文句や小言を言われることを嫌った店長たちの間には自然発生的に電話を使ったネットワークが生まれ、「いま金沢文庫店(神奈川県)を出たところだから、次は日吉店辺りに顔を出すだろう」といった情報が飛び交った。
ところが、こうした動きを察知した家田さんは裏をかき、掛川店(静岡県)に突如として現れる――。
ふいを突かれた店長は「あちゃちゃちゃちゃー」だ。
こんな攻防を繰り返すうちに、店長たちは、“臨店”を予測して、“泥縄”的に店舗を装うことをだんだんバカらしく思うようになり、常日頃からいつ“臨店”されても問題のないような店舗管理をするようになっていった。
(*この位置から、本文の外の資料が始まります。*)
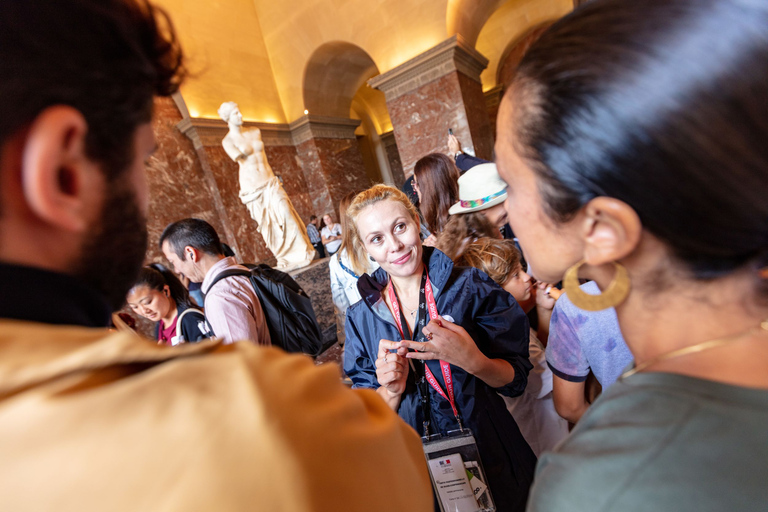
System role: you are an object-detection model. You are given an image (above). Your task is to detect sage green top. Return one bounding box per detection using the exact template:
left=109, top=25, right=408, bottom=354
left=528, top=368, right=768, bottom=512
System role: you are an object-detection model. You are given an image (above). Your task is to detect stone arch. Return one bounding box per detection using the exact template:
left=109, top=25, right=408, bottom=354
left=303, top=41, right=395, bottom=184
left=496, top=20, right=556, bottom=89
left=303, top=41, right=379, bottom=118
left=446, top=0, right=507, bottom=46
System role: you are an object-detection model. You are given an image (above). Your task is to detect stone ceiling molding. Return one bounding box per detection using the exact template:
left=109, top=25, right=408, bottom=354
left=289, top=114, right=360, bottom=146
left=368, top=34, right=488, bottom=101
left=446, top=0, right=508, bottom=47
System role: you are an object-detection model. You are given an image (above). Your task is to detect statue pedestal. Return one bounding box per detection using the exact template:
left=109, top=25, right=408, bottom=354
left=288, top=258, right=336, bottom=352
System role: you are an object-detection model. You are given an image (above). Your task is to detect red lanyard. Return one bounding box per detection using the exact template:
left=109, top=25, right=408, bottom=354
left=389, top=270, right=461, bottom=428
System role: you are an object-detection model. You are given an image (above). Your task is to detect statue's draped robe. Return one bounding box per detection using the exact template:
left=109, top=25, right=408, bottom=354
left=240, top=176, right=315, bottom=270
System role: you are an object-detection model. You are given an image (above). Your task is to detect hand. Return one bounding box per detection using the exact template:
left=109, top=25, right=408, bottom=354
left=448, top=135, right=461, bottom=154
left=536, top=282, right=562, bottom=309
left=400, top=317, right=485, bottom=373
left=375, top=340, right=408, bottom=397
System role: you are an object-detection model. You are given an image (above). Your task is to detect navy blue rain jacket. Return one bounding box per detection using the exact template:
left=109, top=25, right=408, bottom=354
left=344, top=247, right=536, bottom=511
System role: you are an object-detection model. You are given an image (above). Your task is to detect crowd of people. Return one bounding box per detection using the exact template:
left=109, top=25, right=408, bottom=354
left=0, top=0, right=768, bottom=512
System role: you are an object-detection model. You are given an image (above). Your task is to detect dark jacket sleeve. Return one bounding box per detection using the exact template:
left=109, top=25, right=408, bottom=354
left=464, top=269, right=533, bottom=397
left=181, top=310, right=209, bottom=343
left=344, top=302, right=379, bottom=389
left=456, top=153, right=490, bottom=174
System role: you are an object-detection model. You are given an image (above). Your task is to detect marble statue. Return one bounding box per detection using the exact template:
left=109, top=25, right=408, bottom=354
left=219, top=101, right=315, bottom=271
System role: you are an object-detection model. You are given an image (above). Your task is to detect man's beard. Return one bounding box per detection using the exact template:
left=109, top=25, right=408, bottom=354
left=73, top=181, right=147, bottom=311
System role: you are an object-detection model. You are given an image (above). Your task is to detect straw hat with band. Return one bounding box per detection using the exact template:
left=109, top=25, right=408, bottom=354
left=448, top=163, right=507, bottom=215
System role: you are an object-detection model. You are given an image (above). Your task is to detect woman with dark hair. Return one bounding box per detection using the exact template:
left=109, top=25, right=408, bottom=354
left=496, top=0, right=768, bottom=511
left=126, top=263, right=210, bottom=345
left=413, top=153, right=459, bottom=246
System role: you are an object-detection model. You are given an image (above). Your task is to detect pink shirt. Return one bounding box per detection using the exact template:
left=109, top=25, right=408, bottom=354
left=202, top=257, right=272, bottom=345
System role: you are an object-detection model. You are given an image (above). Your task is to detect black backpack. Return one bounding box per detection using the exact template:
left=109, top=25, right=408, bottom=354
left=202, top=264, right=334, bottom=356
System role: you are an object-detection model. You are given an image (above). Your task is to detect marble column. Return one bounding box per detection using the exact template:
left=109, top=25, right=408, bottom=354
left=380, top=131, right=405, bottom=188
left=290, top=114, right=371, bottom=220
left=485, top=85, right=504, bottom=140
left=368, top=34, right=493, bottom=178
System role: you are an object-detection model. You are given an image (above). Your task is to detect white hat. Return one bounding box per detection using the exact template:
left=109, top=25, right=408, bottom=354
left=448, top=163, right=507, bottom=215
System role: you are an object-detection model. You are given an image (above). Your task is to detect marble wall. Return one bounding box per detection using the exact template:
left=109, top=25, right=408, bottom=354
left=296, top=138, right=371, bottom=221
left=381, top=132, right=405, bottom=188
left=147, top=98, right=231, bottom=264
left=387, top=71, right=488, bottom=177
left=457, top=73, right=494, bottom=160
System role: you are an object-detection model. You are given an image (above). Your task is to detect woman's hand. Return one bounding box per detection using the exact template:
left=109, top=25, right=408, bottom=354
left=536, top=282, right=562, bottom=310
left=375, top=340, right=408, bottom=404
left=400, top=317, right=487, bottom=373
left=399, top=317, right=515, bottom=388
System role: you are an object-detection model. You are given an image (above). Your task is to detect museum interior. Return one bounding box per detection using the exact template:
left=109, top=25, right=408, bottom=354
left=142, top=0, right=580, bottom=264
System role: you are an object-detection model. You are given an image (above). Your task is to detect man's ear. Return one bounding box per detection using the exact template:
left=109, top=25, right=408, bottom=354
left=583, top=197, right=643, bottom=266
left=184, top=245, right=200, bottom=263
left=21, top=105, right=103, bottom=232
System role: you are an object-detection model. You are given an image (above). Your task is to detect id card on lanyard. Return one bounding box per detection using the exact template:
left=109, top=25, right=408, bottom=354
left=388, top=269, right=496, bottom=512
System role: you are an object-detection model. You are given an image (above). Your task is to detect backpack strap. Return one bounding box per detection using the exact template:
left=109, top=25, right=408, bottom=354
left=176, top=308, right=202, bottom=343
left=334, top=253, right=360, bottom=279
家田さんは、現場を回ることで“こころ”の部分も含めた店長教育を施したわけだ。
オークワの福西拓也(社長)さんもMBWAの実践者の1人だ。お盆と年末商戦期など1年に3回は、7泊8日という過酷な店回りの旅に出る。営業本部長時代は、自分でクルマを運転しての活動だったが、山道が多く危険な和歌山県の地域特性もあるのだろう。最近は秘書兼運転手との2人旅。決済が止まらないように、運転手は交代制になっている。交代要員は、重要書類を携え、中継点に向かい、社長の決裁を受けた書類は(前)運転手とともに帰路に着くというシステムだ。
福西さんの店回りも意表を突くのが特徴だ。たとえば、朝一番にある店舗を訪れ、店長とゾーンマネージャーなど関連部署に指示を出す。競合店を含め、12~15店舗を視察した後に、再び、朝一番に指示を出した店に引き返すのだ。「まさか」と目を疑い、「すぐにやっておけばよかった」と反省する店長。でも、もう遅い。指示したような改善の手が入っていなければ容赦のない大きな雷が落ちる。
MBWAの手法は、経営者によってそれぞれだが、“遊び心”も備えている家田さんや福西さんのやり方は、人間味があって、当事者ではない私には面白い。